Searching...
Saturday, February 11, 2017

Misi 3 Cagub DKI Wujudkan Kota Ramah Perempuan, Anak dan Difabel

10:25:00 AM


Debat pamungkas Pilgub DKI telah selesai digelar. Masing-masing cagub-cawagub DKI Jakarta memaparkan visi dan misinya tentang 'Kependudukan, Perlindungan Anak, Pemberdayaan Perempuan, Antinarkoba, dan Kebijakan terhadap Penyandang Disabilitas'.
Debat itu digelar di Hotel Bidakara, Jl Jenderal Gatot Subroto, Pancoran, Jaksel, Jumat (10/2/2017). Tiap cagub memanfaatkan waktu 2 menit yang diberikan dengan baik.
 
Cagub nomor urut 1 Agus Harimurti Yudhoyono (AHY) membeberkan data yang jadi potret buruk mengenai kekerasan dan penyalahgunaan narkotika di Jakarta. Agus menjanjikan solusi terhadap persoalan tersebut bila terpilih.
Dalam waktu 2 menit kurang lebih Agus mengucapkan 211 kata. Frasa yang sering diucapkan 'Jakarta hari ini', 'perempuan dan anak' serta 'kita juga akan' masing-masing sebanyak dua kali. Sementara frasa terpisah yang kerap diucapkan Agus adalah 'kita' dan 'Jakarta' sebanyak 6 kali, serta 'saya' sebanyak 5 kali.
"Warga Jakarta yang saya cintai berbicara soal kualitas kehidupan saya harus tunjukan potret buram Jakarta hari ini, pertama gizi buruk anak di peringkat 5 terburuk se-Indonesia bahkan di bawah Papua Barat yang APBDnya hanya sepersepuluh Jakarta. Kedua angka kekerasan terhadap perempuan dan anak tertinggi di Indonesia," kata Agus.

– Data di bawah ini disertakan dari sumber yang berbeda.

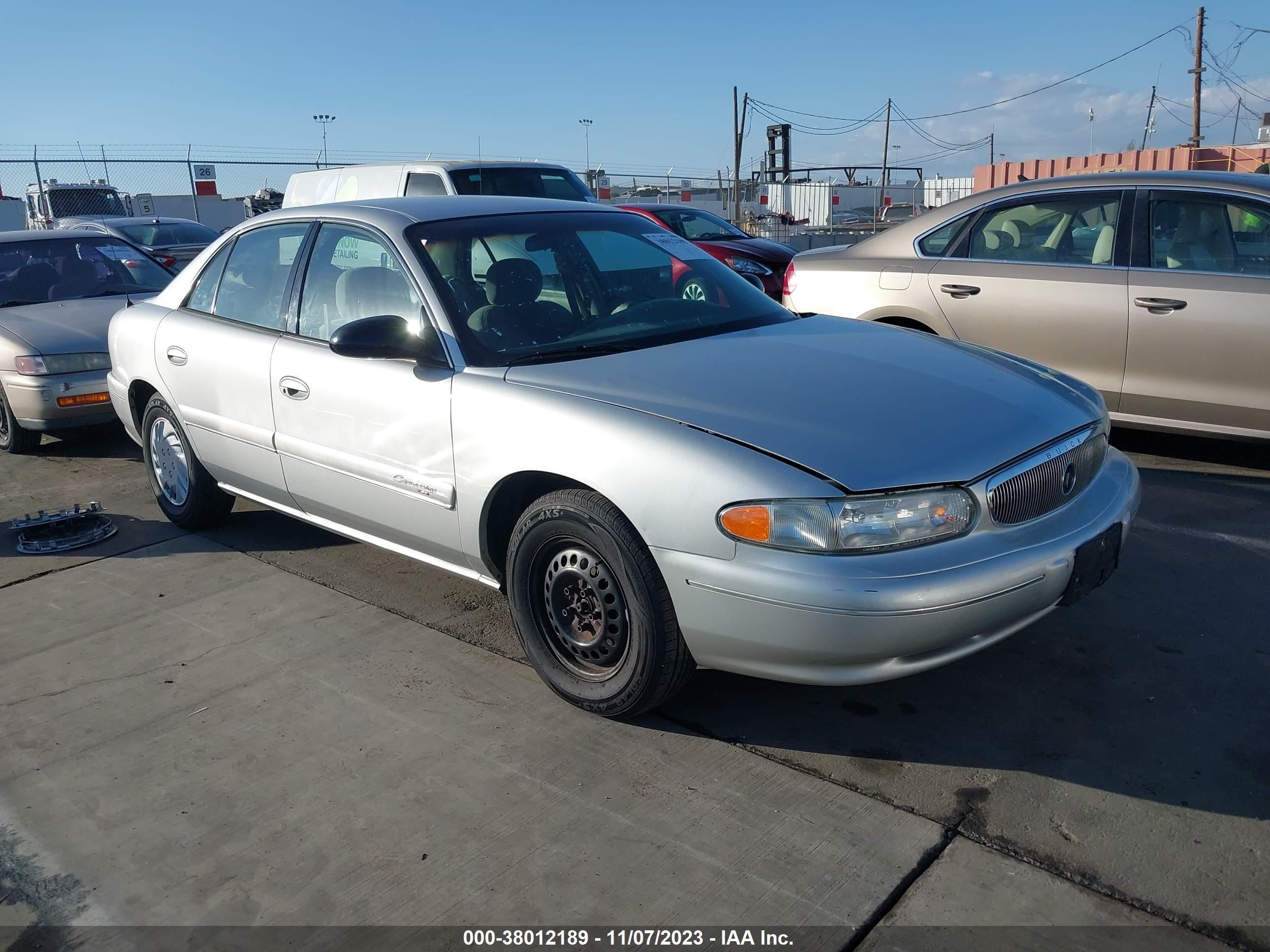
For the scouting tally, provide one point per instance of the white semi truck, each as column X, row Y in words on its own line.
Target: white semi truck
column 51, row 202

Cagub nomor urut 2 Basuki Tjahaja Purnama menawarkan Ruang Publik Terpadu Ramah Anak (RPTRA) sebagai solusi untuk permasalahan perempuan dan anak. Pada debat sebelumnya RPTRA itu juga pernah disinggung terkait upaya Pemprov DKI untuk menata kota.
Pada debat pamungkas ini Basuki alias Ahok menyebut 246 kata selama 2 menit. Frasa yang diucapkan adalah 'kami telah', 'di RPTRA' dan 'ruang publik' diucapkan sebanyak 2 kali. Frasa yang diucapkan terpisah adalah 'kami' sebanyak 7 kali, 'anak' sebanyak 5 kali dan 'keluarga' sebanyak 4 kali.
"Berbicara tentang perempuan, anak, penyandang disabilitas dan penyalahgunaan narkoba kita tentu bicara tentang keluarga kita berbicara tentang komunitas, karena itu kami telah berhasil bangun 188 RTPRA sampai tahun lalu ruang publik terbuka ramah anak," kata Ahok.

Sementara itu cagub nomor urut 3 Anies Rasyid Baswedan mengtakan Jakarta tidak ramah anak, perempuan, difabel dan malah ramah terhadap narkoba. Anies menyebut kondisi Jakarta saat ini bukanlah salah gubernur DKI sekarang melainkan sudah menjadi potret buram DKI.
Dalam waktu 2 menit Anies mengucapkan 262 kata. Frasa yang kerap diucapkan Anies adalah 'kami akan' sebanyak 4 kali, 'warga Jakarta' dan 'Jakarta kita' sebanyak 2 kali. Frasa yang diucapkan Anies secara terpisah adalah 'kami' sebanyak 13 kali, 'kita' sebanyak 11 kali dan 'ramah' sebanyak 8 kali.
"Bapak-ibu sekalian warga Jakarta yang kami cintai izinkan kami menegaskan bahwa Jakarta hari ini adalah kota yang tidak ramah anak, tidak ramah perempuan, tidak ramah terhadap warga difabel, dan amat ramah terhadap narkoba. Kami akan membalikan itu semua menjadi kota yang ramah anak, ramah kaum difabel, ramah terhadap perempuan dan tidak ramah sama sekali dengan pada narkoba," kata Anies.